Allen, William Henry

Life Span
to
Dickinson Connection
Professor, 1836-1850; President, 1847-1848, Trustee, 1850-1864
    Full name
    William Henry Allen
    Place of Birth
    Birth Date Certainty
    Exact
    Death Date Certainty
    Exact
    Gender
    Male
    Race
    White
    Sectional choice
    North
    Origins
    Free State
    No. of Spouses
    4
    Education
    Other
    Other Education
    Maine Wesleyan Seminary; Bowdoin College, ME
    Occupation
    Educator
    Relation to Slavery
    White non-slaveholder
    Church or Religious Denomination
    Methodist

    William Henry Allen (Dickinson Chronicles)

    Scholarship
    William Henry Allen was born in Readfield, Maine on March 27, 1808 to Jonathan and Thankful Allen. To prepare for college, Allen attended the Maine Wesleyan Seminary before entering Bowdoin College in 1829. Upon graduation four years later, Allen took a job teaching Latin and Greek in the Oneida Methodist Conference Seminary in Cazenovia, New York, where his sister also taught; they both remained in Cazenovia until 1836. Allen became principal of an Augusta, Maine high school soon thereafter but only six months of his administration had passed when he was offered the chair of the departments of chemistry and natural history at Dickinson.

    Allen took over as professor of "Chemistry and Experimental Philosophy" in 1836 and held that position for ten years, after which he became the first professor of English literature. Because of his large stature, Allen came to be known as"Bully Allen" and "Corpus." During his tenure, he introduced a system of grading using plus and minus records for performance that was used for many years.  Following the absence of Robert Emory, Allen became acting president of the College for the 1847-1848 academic year. In May of 1848, Emory died before he was able to return to Dickinson, but Allen was not perceived as a viable candidate for the position. With the election of Jesse Truesdell Peck, Allen return to teaching literature and philosophy until 1850, when he accepted the presidency of Girard College in Philadelphia, a position which he had been offered a year earlier. Upon his departure, Allen became a trustee of Dickinson and would remain so until 1864.

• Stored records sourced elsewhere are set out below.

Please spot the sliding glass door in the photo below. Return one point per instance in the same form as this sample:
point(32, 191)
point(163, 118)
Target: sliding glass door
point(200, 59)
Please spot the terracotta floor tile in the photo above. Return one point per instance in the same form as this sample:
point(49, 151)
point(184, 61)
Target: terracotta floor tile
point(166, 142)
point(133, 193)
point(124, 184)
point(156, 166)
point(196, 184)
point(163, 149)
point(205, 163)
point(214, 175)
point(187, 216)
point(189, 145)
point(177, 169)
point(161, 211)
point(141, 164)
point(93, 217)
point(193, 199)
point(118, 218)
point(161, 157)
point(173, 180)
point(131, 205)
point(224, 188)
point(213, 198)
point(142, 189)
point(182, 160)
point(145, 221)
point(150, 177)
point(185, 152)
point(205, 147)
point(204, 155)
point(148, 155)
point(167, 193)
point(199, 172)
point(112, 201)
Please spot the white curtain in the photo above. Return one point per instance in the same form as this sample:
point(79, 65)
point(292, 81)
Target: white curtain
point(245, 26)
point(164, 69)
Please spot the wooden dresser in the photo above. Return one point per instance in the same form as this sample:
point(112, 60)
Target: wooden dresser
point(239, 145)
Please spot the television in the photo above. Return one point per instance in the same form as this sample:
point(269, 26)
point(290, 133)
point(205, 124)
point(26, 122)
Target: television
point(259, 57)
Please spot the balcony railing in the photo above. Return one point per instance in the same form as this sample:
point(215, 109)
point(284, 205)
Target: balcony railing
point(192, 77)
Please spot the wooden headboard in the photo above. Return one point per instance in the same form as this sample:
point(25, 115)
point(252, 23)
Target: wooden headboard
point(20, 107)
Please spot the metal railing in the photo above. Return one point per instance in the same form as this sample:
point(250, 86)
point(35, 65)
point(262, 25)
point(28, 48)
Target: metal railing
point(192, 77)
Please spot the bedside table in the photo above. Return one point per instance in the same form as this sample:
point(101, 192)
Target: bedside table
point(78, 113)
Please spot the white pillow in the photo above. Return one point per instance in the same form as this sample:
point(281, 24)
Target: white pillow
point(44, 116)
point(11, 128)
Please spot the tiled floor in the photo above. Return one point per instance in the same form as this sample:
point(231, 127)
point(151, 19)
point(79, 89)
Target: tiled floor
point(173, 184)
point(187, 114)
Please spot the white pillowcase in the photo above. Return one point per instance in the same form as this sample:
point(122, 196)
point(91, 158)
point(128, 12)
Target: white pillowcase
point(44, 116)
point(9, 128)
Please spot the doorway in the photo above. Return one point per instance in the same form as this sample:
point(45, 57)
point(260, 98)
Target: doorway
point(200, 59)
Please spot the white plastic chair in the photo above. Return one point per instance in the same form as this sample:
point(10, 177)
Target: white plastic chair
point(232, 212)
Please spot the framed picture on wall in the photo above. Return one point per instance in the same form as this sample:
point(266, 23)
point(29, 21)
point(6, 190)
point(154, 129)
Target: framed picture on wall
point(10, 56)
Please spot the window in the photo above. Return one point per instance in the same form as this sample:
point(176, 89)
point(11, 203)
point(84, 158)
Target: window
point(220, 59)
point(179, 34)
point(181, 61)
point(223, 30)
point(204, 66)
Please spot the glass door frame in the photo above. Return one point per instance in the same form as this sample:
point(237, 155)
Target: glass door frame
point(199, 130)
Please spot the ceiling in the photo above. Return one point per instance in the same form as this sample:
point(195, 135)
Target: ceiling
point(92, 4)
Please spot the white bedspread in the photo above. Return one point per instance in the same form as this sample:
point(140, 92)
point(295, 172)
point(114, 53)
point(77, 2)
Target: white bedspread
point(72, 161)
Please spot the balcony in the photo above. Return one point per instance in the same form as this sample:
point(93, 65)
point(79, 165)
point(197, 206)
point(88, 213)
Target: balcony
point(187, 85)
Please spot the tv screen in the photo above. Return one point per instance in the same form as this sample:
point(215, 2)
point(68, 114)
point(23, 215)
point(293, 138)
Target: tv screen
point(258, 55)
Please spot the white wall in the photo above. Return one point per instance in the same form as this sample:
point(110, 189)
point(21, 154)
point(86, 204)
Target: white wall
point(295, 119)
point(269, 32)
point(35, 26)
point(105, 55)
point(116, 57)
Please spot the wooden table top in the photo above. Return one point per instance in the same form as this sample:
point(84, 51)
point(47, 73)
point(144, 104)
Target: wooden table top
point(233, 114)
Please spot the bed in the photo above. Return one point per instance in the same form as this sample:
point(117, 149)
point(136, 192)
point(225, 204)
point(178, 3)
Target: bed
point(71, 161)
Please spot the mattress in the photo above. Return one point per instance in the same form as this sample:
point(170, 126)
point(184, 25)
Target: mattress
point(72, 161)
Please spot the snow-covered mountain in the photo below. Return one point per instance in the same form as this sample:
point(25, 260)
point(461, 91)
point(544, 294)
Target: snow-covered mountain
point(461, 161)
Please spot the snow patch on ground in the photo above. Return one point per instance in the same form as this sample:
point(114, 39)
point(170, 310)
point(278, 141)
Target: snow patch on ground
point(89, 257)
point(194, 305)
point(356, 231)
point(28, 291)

    Allen also received a degree of Doctor of Laws from Union College as well as from Emory and Henry College. He served as Girard's president for twelve years from 1850 until 1862. He then retired from the office but still continued to lecture and write. Some of his works include "Our Country's Mission in History" and Eulogy on Daniel Webster; and while at Dickinson he had contributed several articles to the Methodist Quarterly Review. Allen's retirement did not last long, as he was appointed president of the Pennsylvania Agricultural College in 1865. His tenure lasted two years before he was again asked to be president of Girard College; here he would serve for the remaining fifteen years of his life. In the interim he was also elected president of the American Bible Society in 1872, holding that office also until his death.

    Three of Allen's four wives, one of whom was the sister of Andrew Gregg Curtin, Class of 1837, had died relatively young, and only a daughter lived to adulthood. His fourth wife survived him. William Henry Allen died in Philadelphia on August 29, 1882. He was seventy-four years old.